The history of the St. Catherine church compound goes back to the 19th century, when a proposal was put forward for building an Orthodox church in the Italian capital.
After the Italian authorities gave permission for the project and a land plot was bought for the future church, last Russian tsar Nicholas II ordered in 1913 that donations be collected throughout Russia for building the church.
However, the 1917 Bolshevik revolution thwarted the plan.
In the 1990s, the Russian Foreign Ministry came up with an initiative to revive it.

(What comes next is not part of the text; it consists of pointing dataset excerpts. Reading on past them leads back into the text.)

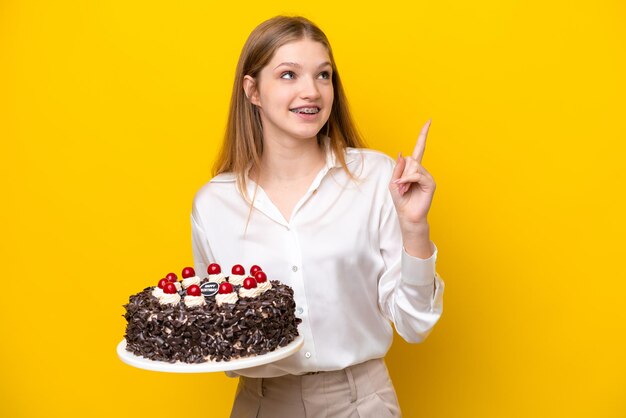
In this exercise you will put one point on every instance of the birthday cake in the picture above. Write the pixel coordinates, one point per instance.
(216, 318)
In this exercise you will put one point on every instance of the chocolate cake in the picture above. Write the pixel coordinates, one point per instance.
(217, 318)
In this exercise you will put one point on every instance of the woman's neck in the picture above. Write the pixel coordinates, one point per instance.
(292, 160)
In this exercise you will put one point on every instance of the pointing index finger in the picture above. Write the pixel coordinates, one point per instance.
(420, 146)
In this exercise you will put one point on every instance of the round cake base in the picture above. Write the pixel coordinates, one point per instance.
(209, 366)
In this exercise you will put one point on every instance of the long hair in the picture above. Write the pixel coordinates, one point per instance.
(243, 140)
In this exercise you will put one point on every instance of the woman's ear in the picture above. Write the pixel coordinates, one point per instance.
(250, 88)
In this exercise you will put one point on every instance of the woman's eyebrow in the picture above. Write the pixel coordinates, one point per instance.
(295, 64)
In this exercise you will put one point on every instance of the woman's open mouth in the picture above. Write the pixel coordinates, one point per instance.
(306, 113)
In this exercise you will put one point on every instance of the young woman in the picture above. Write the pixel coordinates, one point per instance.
(296, 192)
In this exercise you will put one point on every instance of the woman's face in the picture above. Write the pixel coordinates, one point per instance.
(298, 76)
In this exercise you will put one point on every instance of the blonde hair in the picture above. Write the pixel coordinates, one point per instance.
(243, 140)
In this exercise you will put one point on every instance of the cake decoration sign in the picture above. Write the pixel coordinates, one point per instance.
(209, 289)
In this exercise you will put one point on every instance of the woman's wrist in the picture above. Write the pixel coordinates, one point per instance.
(416, 240)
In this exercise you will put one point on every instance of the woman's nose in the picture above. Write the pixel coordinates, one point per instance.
(309, 88)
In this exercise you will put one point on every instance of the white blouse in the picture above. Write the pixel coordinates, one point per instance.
(342, 254)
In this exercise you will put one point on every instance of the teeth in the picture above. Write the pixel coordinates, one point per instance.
(306, 110)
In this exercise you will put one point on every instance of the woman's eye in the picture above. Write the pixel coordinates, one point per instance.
(326, 74)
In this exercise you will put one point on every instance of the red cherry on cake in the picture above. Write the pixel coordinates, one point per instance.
(225, 287)
(194, 290)
(214, 268)
(260, 277)
(169, 288)
(249, 283)
(188, 272)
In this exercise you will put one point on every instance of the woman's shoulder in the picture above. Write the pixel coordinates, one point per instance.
(369, 160)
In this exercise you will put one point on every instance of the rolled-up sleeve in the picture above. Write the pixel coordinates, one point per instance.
(410, 292)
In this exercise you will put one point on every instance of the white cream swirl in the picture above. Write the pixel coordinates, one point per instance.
(222, 298)
(191, 301)
(237, 279)
(169, 299)
(191, 281)
(217, 278)
(250, 293)
(265, 286)
(157, 292)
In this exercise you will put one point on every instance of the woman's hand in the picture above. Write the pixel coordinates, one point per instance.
(412, 189)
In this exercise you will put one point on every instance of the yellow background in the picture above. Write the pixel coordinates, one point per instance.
(111, 114)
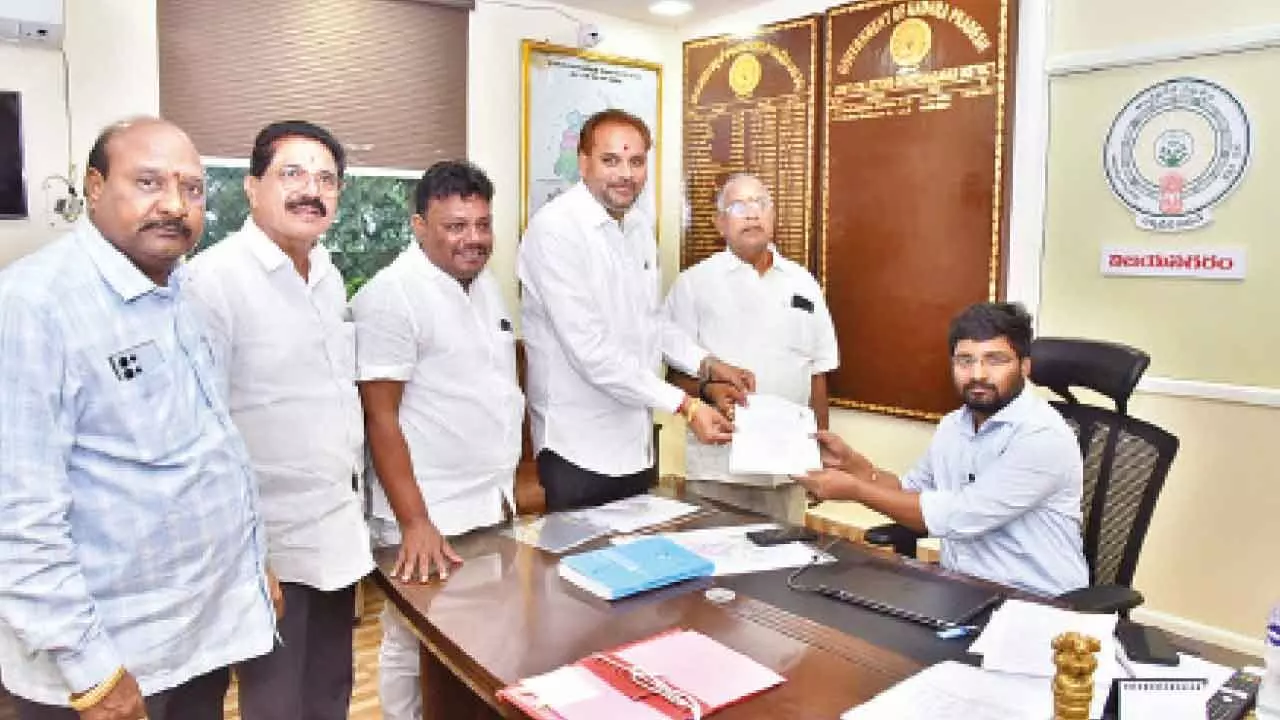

The idea received the blessing of then head of the Russian Orthodox Church, Patriarch Alexy II.
May 2004 saw the emergence of a fund for building the compound.
The fund was headed by the present head of Russian Church, Patriarch Kirill, who then was Metropolitan of Smolensk and Kaliningrad and headed the Department for External Church Relations.
The fund's members included ballet dancers Andris and Ilze Liyepa, soccer player Andrey Shevchenko, President of Vneshtorgbank (the present VTB) Andrey Kostin and Russian Ambassador to Italy Alexey Meshkov.
In December 2007, Metropolitan Kirill consecrated one of the churches on the compound, the church of St. Constantine and St. Helen.